Despite the larger mirror for JWST compare to Hubble, it is not picking up all the galaxies in the sky. As the value of Z is larger and larger, some medium or old (red) galaxies are slipping away (the medium size galaxy is not bright enough and old galaxy like elliptical red one is too red - the light due to cosmological reddening is slipping away from the range of JWST). In total this will create the strange feeling that number of galaxies is smaller and smaller as Z becomes higher and higher - which would support the Big Bang idea (originally it was smaller amount of galaxies because they were not formed). Interestingly the same phenomenon will work even in the case of Static Universe with uniform distribution of galaxies - some galaxies are so old and red that they will emit mainly red light - easily seen at Z<1 but shifting to far infrared and becoming mainly invisible for higher Z (they still have blue stars, of course, but too small number of them and thus becomes below the light sensitivity of the sensor). The small galaxy placed far away will merely deliver too small number of photons to be visible (the signal to noise ratio is below what is possible for the sensor even with 6.5 m mirror of JWST). However, there is an interesting way to evaluate the true number of galaxies at certain Z (not very high) for the case of Static Universe using supernovae at high Z.
Supernova is not only a compact object [1,2] but also ultrabright object - easily outshine the whole galaxy. It means that in the JWST observations sometimes the "lonely" supernova is visible [3]
As it is clearly seen on three photos separated by long times (Epoch 1 is July 2022, Epoch 2 is January 2023 and Epoch 3 is July 2023) the hostless supernova type 1A with Z=1.64 is clearly visible. The angular size of it is easy to measure using last square of 2.4"x2.4" (according to [3]) as being around 1.2-1.6*10exp(-6) radian with resolution of JWST equal to 3*10exp(-7) radian - many times larger than it should be because of so small actual size. This is one more confirmation of the light scattering being present (and thus making Big Bang theory obsolete, see [1,2,4] and in addition the confirmation that there are much more galaxies are present at high Z than JWST is actually see.
Indeed since the supernova type 1A is the result of the interaction of two stars in binary system what is only possible if there is a lot of other stars is nearby (galaxy is present). By no means may supernova appear from nowhere. The galaxy is not seen because the JWST has limitations and can not see weak galaxies or too old galaxies. However, since supernova outshine the whole galaxy and in addition is small object (no drop in brightness is expected due to the resolved size) it will be visible even without the host galaxy (exactly like in [3] was observed). If the Static Universe is assumed, up to certain Z the number of supernovae observed as a function of Z must actually increase because the further JWST is see, the more galaxies are visible. That is only valid for JWST because Earth bound telescope will see mainly supernovae at Z<1 because of light scattering in atmosphere and smaller mirror size.

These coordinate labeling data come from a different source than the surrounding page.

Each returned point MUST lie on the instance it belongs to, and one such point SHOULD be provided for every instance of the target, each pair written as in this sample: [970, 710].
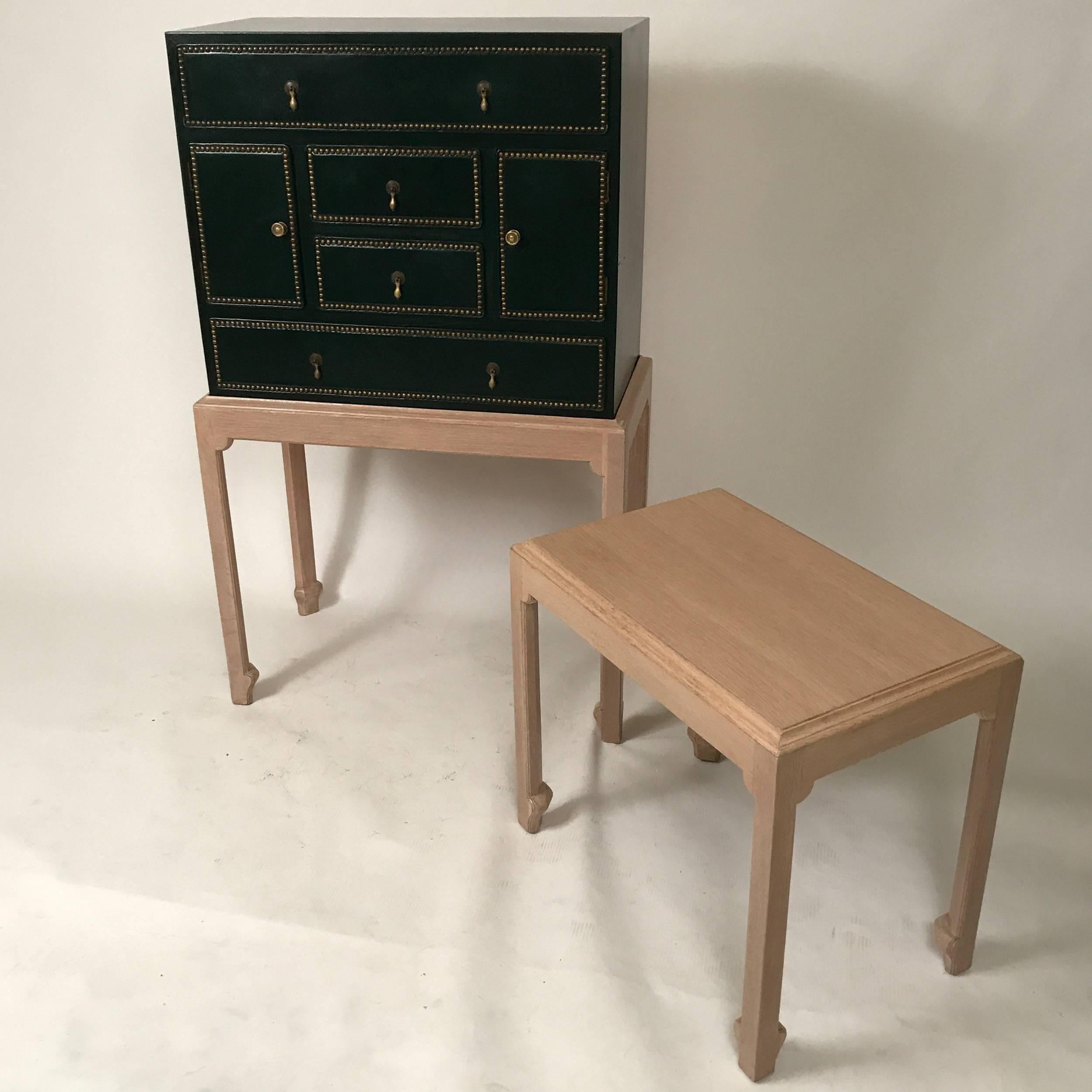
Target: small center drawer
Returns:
[424, 187]
[394, 276]
[330, 86]
[437, 366]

If I place all Z of supernovae observed by JWST (some data from [3], some from previous publications) on the same plot the distribution will be looking like this:
It seems that aside from first bin for very small z (outlier) the number of supernovae detected is indeed grow as a function of Z and then drops down. Of course for very high Z the blurring of supernova due to light scattering (the same phenomenon which is responsible for red shift of light as it propagates, see this blog for more details [4]) the supernovae will not be observed either (similar to high Z supernovae not observed by small telescope or Earth based telescope). From point of view of Static Universe the dependence would look like similar to what is really observed. From point of view of Big Bang it is necessary to have build up of Universe to observe the supernovae (as galaxies are growing the number of supernovae is increasing) so it would be clearly more of them at Z<1 compare to other Z (at much smaller Z the number of galaxies at reach is however dropping because of 1/r^2 limitation of the area searched. Clearly the number of supernovae at Z around 1 must be at maximum (the Universe is already old enough to create many of them and the volume observed is also very high). What is observed contradicts Big Bang idea in many ways. At Z~2.5 the Universe total volume is small (3.5 times smaller compare to modern one) and galaxies are very young (no time for supernovae to be created).
Conclusion.
Some limitations of JWST with respect to number of galaxies being observed as function of z may be overcame by using the count of supernovae instead - they are bright compact and outshine the host galaxy easily thus being observed where observation of galaxy failed.
References.
3.Haojing Yan, Bangjheng Sun, Jhiyuan Ma, Christopher N.A. Willmer at all // The Astrophysical Journal, 998:115, 2026
or on Arxiv arxiv.org/pdf/2506.12175v2
https://arxiv.org/pdf/2506.12175v2
4.Tipikin: The quest for new physics. An experimentalist approach. Vol.3 The new cosmology.